Чарли был моим младшим братом и отправился в Индию. Там он женился и послал ко мне домой свою хрупкую маленькую женушку, чтобы она родила здесь, после чего ей предстояло вернуться к нему, а ребеночка предполагали оставить со мной, я бы воспитывала его. Но этим планам не суждено было свершиться. Они заняли свое молчаливое место среди прочих событий моей жизни, которые могли бы произойти, но так и не произошли. Я едва успела прошептать ей «Покойся с миром!», а она ответила мне: «Из праха вышли и в прах возвратимся! Прошу, возложи его мне на грудь и утешь Чарли!» – и отправилась на поиски своего дитя к ногам нашего Спасителя. Я приехала к Чарли и сказала ему, что не осталось никого, кроме меня, бедной; и прожила там вместе с ним несколько лет. Ему было пятьдесят, когда он заснул у меня на руках. Лицо его изменилось, постарело и стало более суровым; но потом черты его разгладились, и когда я опустила голову брата, чтобы поплакать и помолиться рядом с ним, и взглянула на него, то увидела прежнего, своего любимого, беззаботного, очаровательного и молодого Чарли.
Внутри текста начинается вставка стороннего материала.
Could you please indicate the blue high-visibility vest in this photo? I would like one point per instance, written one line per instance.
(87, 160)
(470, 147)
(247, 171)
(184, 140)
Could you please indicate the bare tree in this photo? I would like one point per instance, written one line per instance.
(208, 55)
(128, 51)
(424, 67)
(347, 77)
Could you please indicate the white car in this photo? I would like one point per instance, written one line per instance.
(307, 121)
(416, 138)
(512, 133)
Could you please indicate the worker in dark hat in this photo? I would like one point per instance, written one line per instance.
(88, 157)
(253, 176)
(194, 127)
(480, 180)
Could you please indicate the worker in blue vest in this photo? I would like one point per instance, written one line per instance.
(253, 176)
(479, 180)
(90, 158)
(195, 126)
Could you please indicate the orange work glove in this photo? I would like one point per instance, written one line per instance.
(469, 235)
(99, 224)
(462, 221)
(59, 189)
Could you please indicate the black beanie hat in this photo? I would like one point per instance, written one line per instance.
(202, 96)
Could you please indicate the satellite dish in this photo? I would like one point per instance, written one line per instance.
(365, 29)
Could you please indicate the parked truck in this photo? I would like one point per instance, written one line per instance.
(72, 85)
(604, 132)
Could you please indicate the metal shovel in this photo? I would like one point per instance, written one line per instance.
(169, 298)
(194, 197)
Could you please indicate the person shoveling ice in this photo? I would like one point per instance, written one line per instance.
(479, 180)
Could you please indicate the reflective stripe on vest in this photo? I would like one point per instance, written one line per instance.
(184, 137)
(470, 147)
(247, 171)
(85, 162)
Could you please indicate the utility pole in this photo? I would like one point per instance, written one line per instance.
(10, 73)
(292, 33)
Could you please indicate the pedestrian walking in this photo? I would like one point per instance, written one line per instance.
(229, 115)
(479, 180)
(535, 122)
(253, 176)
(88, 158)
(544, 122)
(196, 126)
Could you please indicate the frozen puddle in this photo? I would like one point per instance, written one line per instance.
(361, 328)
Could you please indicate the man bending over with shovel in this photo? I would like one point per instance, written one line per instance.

Я уже собиралась смириться с тем, что именно заброшенность Дома-на-продажу вызвала к жизни эти давние воспоминания и что они незримой иглой чуть не пронзили мое сердце, как вдруг однажды вечером дверь отворилась и Фоббинс, едва сдерживая смех, объявила:
– Мистер Иавис Джарбер, мадам!
Вслед за этим порог неспешно переступил мистер Джарбер и воскликнул:
– Софонисба!
Вынуждена признать, что да, именно так меня зовут. Когда меня нарекли этим именем, оно выглядело милым и вполне уместным; но теперь, много лет спустя, стало старомодным, а в его устах – еще и высокопарно-комичным. По этой причине я резко бросила в ответ:
– Я прекрасно помню, как меня зовут, Джарбер, и потому вовсе необязательно произносить мое имя вслух.
В ответ на такое замечание этот возмутительный и смешной человек поднес кончики всех моих пяти пальцев правой руки к своим губам и вновь воскликнул, сделав ударение на третьем слоге:
– Софони́сба!
Я не зажигаю лампы, поскольку не переношу запаха керосина и привыкла обходиться восковыми свечами. Посмотрев на старинный канделябр, так удачно подвернувшийся под руку, я решительно заявила ему: если он еще раз позволит себе подобную выходку, я отобью этим предметом пальцы его ног. (Со стыдом должна признать, что, сказав Джарберу такую фразу, я не сомневалась – ему было очень больно.) Но, право слово, в наши с ним годы это уже слишком. Правда, в парке Уэллса до сих пор есть оркестровая площадка, где я на глазах у многочисленной толпы исполнила с Джарбером старинный менуэт, изрядно потоптавшись по его ногам. Впрочем, до сих пор стоит и дом, где я в детстве вырвала себе зуб, привязав один конец нитки к нему, а второй – к дверной ручке, после чего, переваливаясь словно утка, заковыляла прочь. Но как бы я выглядела теперь, в своем-то возрасте, в детском платьице и с ниткой, привязанной к двери, вместо визита к зубному врачу?